En sus du menu de l’apéro, le programme du stand promet plusieurs tables rondes consacrées en effet à des débats liés à la justice… ou surtout, au rôle de la police. La première d’entre elles portera en effet sur «les contrôles d’identité et les violences policières», samedi à 11h. Elle sera suivie par la participation du syndicat à un débat au stand de l’organisation Solidaires, sur cette question : «comment le mouvement social peut faire face aux violences policières, à une répression accrue et aux dissolutions ?». Le lendemain matin, cette fois à l’agora de la Fête de l’Huma, rebelote avec ce débat : «la question sécuritaire ou l’ordre qui déborde».

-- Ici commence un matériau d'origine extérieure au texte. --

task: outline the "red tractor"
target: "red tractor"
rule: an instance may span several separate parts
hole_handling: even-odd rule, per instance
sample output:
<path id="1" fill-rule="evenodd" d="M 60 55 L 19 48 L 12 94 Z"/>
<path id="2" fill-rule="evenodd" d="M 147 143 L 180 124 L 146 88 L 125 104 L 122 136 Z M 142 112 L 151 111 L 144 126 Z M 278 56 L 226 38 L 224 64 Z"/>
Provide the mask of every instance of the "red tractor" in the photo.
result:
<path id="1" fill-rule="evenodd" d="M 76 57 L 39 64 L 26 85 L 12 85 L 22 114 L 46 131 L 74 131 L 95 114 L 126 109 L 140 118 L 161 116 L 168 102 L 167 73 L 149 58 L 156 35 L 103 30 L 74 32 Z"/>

«En réalité, précise Sarah Pibarot, sur notre stand nous n’organisons que trois événements à proprement parler, sur les violences policières mais aussi sur les comparutions immédiates et sur la justice des mineurs. Les autres événements mentionnés sur notre programme ne sont pas sur notre stand, nous y sommes seulement associés !» Personne n’a jugé bon d’associer le Syndicat de la Magistrature à une table ronde sur la récidive ou le sentiment d’injustice exprimé par les familles de victimes de faits divers…

Mais ces «débats» seront peut-être l’occasion de faire la part belle au contradictoire ? «Disons plutôt que nous allons faire dialoguer les instances syndicales de plusieurs professions : par exemple, sur la justice des mineurs, il y aura un représentant de la CGT et un autre du SNES-FSU, le syndicat des enseignants» détaille Sarah Pibarot. Deux organisations syndicales qui ne sont pas vraiment connues pour des prises de position très éloignées de celles du Syndicat de la Magistrature. Ce dernier, du reste, ouvrira sa participation à la Fête de l’Huma «en présence de députés et représentant·es de la NUPES». C’est sûr que ces derniers doivent être plus nombreux que leurs collègues du groupe LR à parcourir les stands du festival.

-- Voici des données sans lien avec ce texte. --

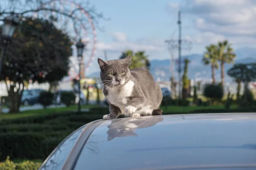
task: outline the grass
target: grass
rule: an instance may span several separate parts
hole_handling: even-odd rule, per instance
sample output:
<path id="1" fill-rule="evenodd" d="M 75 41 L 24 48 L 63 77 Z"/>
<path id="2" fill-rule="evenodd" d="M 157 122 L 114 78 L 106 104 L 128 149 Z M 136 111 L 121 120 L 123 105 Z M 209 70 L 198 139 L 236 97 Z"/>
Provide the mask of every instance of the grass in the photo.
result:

Cette participation a suscité de vives réactions, à commencer par celle de Pierre-Marie Sève, le directeur de l’Institut pour la Justice, une association qui milite pour plus de sévérité dans les sanctions pénales. «Le Syndicat de la Magistrature récidive encore une fois et politise un peu plus encore la justice, faisant voler en éclats la neutralité de la profession» fustige-t-il, estimant que «depuis l’affaire du Mur des Cons, ce syndicat devrait se tenir loin de tout événement politique».

En 2013, une vidéo diffusée par Atlantico montrait un panneau d’affichage où, sous un titre injurieux, le Syndicat de la Magistrature avait épinglé dans ses locaux les photos de plusieurs élus, intellectuels ou journalistes de droite, ainsi que plusieurs parents de victimes.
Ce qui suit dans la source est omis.